Gender ideology also sometimes refers to widespread societal beliefs that legitimate gender inequality. Used in this way, gender ideology is not a variable that ranges from liberal to conservative; instead it refers to a specific type of belief -those that support gender stratification. Gender ideology in the remainder of this summary refers to the first sense of the concept – attitudes that vary from conservative to liberal.
Sociologists’ interest in measuring gender ideology can be traced at least as far back as the 1930s, with the development of instruments such as Kirkpatrick’s 1936 Attitudes Toward Feminism scale. Interest continues today, and currently most major national surveys in the USA, such as the General Social Survey (GSS) and the National Survey of Families and Households, include gender ideology scales. The most common technique for measuring gender ideology is a summated rating scale in which respondents are presented with a statement and given three to seven response options that vary from strong agreement to strong disagreement. The following statement from the GSS is illustrative: It is much better for everyone involved if the man is the achiever outside the home and the woman takes care of the home and family.”

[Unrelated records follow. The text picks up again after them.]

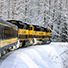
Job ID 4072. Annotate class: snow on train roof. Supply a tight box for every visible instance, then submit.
[0,19,17,27]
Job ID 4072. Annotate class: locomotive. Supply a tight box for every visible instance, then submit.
[0,19,51,57]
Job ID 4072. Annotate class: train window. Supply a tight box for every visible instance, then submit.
[29,27,32,30]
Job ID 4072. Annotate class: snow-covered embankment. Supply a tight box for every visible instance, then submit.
[0,43,68,68]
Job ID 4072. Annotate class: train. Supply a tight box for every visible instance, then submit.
[0,19,51,57]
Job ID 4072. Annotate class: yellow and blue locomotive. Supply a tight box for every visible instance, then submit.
[0,19,18,57]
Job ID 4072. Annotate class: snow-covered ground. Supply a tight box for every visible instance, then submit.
[0,42,68,68]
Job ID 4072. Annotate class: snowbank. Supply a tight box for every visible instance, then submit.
[0,43,68,68]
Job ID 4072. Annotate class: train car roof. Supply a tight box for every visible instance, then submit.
[0,19,17,27]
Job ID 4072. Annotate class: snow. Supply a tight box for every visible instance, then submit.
[0,42,68,68]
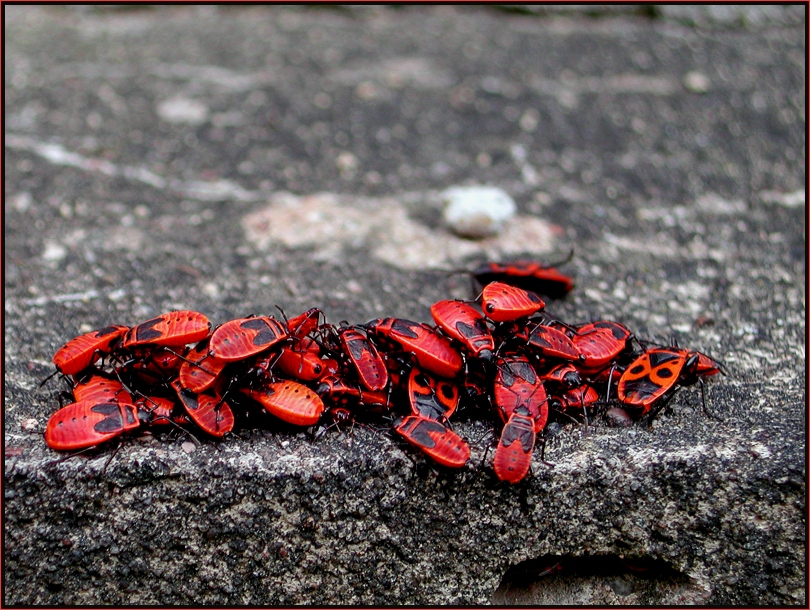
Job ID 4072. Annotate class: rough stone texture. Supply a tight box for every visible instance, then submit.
[3,6,807,605]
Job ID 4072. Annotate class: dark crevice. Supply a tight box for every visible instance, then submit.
[491,554,700,605]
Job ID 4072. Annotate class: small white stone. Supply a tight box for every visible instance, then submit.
[42,241,67,262]
[442,186,517,239]
[157,97,208,125]
[683,70,712,93]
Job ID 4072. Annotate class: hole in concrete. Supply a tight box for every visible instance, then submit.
[490,555,710,606]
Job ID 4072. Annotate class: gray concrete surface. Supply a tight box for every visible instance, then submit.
[3,5,807,605]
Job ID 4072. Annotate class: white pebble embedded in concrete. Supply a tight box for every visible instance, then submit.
[683,70,712,93]
[442,186,517,239]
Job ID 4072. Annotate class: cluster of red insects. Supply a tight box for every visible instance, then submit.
[45,263,722,483]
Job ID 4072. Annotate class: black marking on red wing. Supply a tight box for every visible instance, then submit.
[135,318,163,343]
[413,373,431,389]
[499,363,516,388]
[501,417,535,453]
[529,326,554,347]
[408,419,447,449]
[391,318,419,339]
[624,376,666,403]
[121,406,137,425]
[95,326,121,338]
[504,360,537,386]
[647,350,681,368]
[456,321,482,339]
[346,337,371,362]
[413,393,447,419]
[90,402,124,434]
[178,388,200,411]
[593,320,631,341]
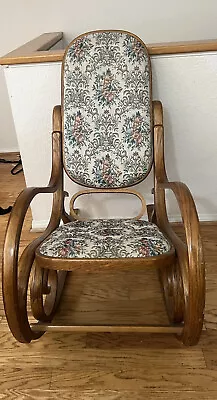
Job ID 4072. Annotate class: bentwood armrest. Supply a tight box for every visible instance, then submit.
[156,181,201,256]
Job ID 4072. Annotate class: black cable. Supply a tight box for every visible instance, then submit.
[0,157,23,175]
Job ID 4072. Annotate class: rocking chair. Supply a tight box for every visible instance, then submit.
[3,30,205,345]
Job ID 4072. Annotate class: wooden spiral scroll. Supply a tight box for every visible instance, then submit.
[2,107,66,342]
[70,189,147,221]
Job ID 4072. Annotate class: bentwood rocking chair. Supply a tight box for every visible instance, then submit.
[3,30,205,345]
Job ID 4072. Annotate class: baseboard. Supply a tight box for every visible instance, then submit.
[31,214,217,232]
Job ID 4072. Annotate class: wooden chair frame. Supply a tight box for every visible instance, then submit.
[3,101,205,345]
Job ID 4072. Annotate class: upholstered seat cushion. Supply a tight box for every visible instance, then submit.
[38,219,171,259]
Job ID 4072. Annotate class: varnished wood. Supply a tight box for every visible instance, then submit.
[0,32,217,65]
[3,31,205,345]
[70,188,147,221]
[154,102,205,344]
[0,167,217,400]
[3,107,66,342]
[31,323,183,334]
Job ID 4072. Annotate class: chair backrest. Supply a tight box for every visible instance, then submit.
[62,30,153,188]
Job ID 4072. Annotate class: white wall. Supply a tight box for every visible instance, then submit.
[0,0,217,152]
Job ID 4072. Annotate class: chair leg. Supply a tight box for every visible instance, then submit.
[30,264,67,322]
[180,261,205,346]
[159,265,184,324]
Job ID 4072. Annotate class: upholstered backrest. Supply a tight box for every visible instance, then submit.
[62,31,152,188]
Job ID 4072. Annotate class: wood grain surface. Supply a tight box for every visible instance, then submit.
[0,154,217,400]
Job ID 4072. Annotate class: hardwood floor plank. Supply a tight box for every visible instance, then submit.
[50,368,217,392]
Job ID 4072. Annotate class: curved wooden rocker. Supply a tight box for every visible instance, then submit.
[3,31,205,345]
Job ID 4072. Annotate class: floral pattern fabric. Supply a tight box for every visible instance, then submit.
[39,219,171,259]
[63,31,152,187]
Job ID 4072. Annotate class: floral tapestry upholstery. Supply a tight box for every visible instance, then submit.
[62,31,152,188]
[39,219,171,259]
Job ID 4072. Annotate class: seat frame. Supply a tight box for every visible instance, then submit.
[3,101,205,345]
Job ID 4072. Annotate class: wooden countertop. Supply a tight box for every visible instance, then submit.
[0,32,217,65]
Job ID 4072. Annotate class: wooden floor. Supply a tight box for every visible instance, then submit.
[0,152,217,400]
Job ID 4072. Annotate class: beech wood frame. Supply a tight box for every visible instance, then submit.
[3,101,205,345]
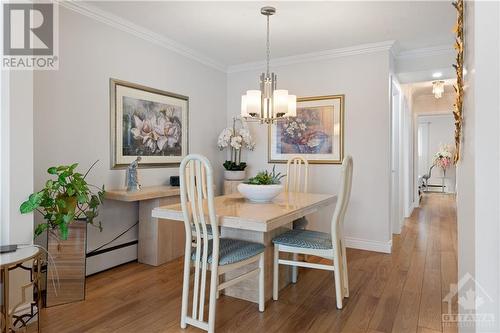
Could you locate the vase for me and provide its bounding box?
[224,170,245,180]
[238,183,283,203]
[45,221,87,307]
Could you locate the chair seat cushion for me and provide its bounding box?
[273,229,332,250]
[191,238,265,266]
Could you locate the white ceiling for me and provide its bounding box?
[87,1,455,66]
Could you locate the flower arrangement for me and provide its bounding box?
[217,118,255,171]
[434,145,453,173]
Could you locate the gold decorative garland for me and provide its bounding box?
[453,0,464,163]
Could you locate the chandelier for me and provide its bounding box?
[241,7,297,124]
[432,81,444,99]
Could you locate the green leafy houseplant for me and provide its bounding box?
[245,166,286,185]
[222,161,247,171]
[20,161,104,240]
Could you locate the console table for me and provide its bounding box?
[105,185,185,266]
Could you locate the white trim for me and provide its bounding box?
[396,44,455,59]
[227,40,395,73]
[345,237,392,253]
[57,0,226,72]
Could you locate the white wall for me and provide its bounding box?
[457,1,500,332]
[34,7,226,274]
[227,51,391,250]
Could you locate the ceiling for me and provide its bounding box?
[87,1,455,66]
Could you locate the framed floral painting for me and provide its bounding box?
[268,95,344,164]
[110,79,189,169]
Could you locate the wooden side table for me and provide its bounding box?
[105,185,185,266]
[0,246,42,333]
[224,179,244,195]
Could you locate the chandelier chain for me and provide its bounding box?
[266,15,271,76]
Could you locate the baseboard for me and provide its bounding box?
[345,237,392,253]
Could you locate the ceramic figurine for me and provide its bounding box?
[125,156,141,192]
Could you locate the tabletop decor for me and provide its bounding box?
[453,0,464,163]
[238,167,285,202]
[217,118,255,180]
[20,161,104,306]
[268,95,344,164]
[434,145,453,192]
[110,79,189,169]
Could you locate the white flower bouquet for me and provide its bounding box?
[217,118,255,171]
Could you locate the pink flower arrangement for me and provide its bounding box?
[434,145,453,171]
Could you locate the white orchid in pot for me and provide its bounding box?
[217,118,255,180]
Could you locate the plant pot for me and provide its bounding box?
[238,183,283,203]
[224,170,245,180]
[45,221,87,307]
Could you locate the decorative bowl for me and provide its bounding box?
[238,183,283,203]
[224,170,245,180]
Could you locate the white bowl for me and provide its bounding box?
[238,183,283,203]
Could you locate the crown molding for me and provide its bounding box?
[227,40,395,73]
[396,44,455,59]
[56,0,226,73]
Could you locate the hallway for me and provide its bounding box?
[37,194,457,333]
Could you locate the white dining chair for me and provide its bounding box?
[285,155,309,283]
[180,154,264,332]
[273,156,353,309]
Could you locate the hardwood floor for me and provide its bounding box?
[35,194,457,333]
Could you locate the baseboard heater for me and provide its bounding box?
[86,240,139,258]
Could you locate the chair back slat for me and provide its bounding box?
[179,154,219,321]
[332,155,353,242]
[285,155,309,193]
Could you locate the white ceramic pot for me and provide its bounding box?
[238,183,283,202]
[224,170,245,180]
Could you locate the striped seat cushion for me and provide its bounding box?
[273,229,332,250]
[191,238,265,266]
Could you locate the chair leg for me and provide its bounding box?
[273,245,280,301]
[259,253,265,312]
[342,242,349,297]
[292,253,299,283]
[333,252,343,310]
[208,265,219,333]
[181,252,191,328]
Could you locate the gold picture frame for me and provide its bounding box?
[109,78,189,169]
[267,95,345,164]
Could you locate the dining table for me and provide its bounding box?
[152,192,337,303]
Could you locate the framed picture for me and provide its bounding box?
[110,79,189,169]
[268,95,344,164]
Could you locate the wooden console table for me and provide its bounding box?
[105,185,185,266]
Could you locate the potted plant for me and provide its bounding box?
[238,166,285,202]
[217,118,255,180]
[20,161,104,306]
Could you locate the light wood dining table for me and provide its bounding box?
[152,192,337,303]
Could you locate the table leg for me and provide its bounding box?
[221,226,291,303]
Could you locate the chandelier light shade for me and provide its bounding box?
[241,7,297,124]
[432,81,444,99]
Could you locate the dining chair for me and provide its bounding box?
[273,156,353,309]
[285,155,309,283]
[180,154,264,332]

Researchers have examined the correlates, causes, and consequences of individuals’ gender ideology. Within the USA, the documented antecedents include gender and birth cohort, with males and earlier cohorts reporting more conservative attitudes than females and later cohorts. Among women, labor force participation and educational attainment decrease conservatism. More generally, conservative gender ideologies are positively related to church attendance, fundamentalism, literal interpretations of the Bible and are negatively related to education, family income, parents’ gender liberalism, and women’s labor force participation (whether self, spouse, or mother). In addition, liberalism is positively related to married men’s housework and child care contributions and negatively related to women’s housework contributions.
Cross-national research has also shown that gender ideology is related to women’s political representation. Using the World Values Survey, which includes individual level information on gender attitudes in 46 countries in 1995, Paxton and Kunovich (2003) showed that a conservative gender ideology is negatively related to the percentage of female members in the national legislature of a country even when controlling for political and social-structural factors.
Bibliography:
- Beere, C. A. (1990) Gender Roles: A Handbook of Tests and Measures. Greenwood Press, New York.
- Brooks, C. & Bolzendahl, C. (2004). The transformation of US gender role attitudes: cohort replacement, social-structural change, and ideological learning. Social Science Research 33, 106-33.
- Paxton, P. & Kunovich, S. (2003). Women’s political representation: the importance of ideology. Social Forces 82: 87-114.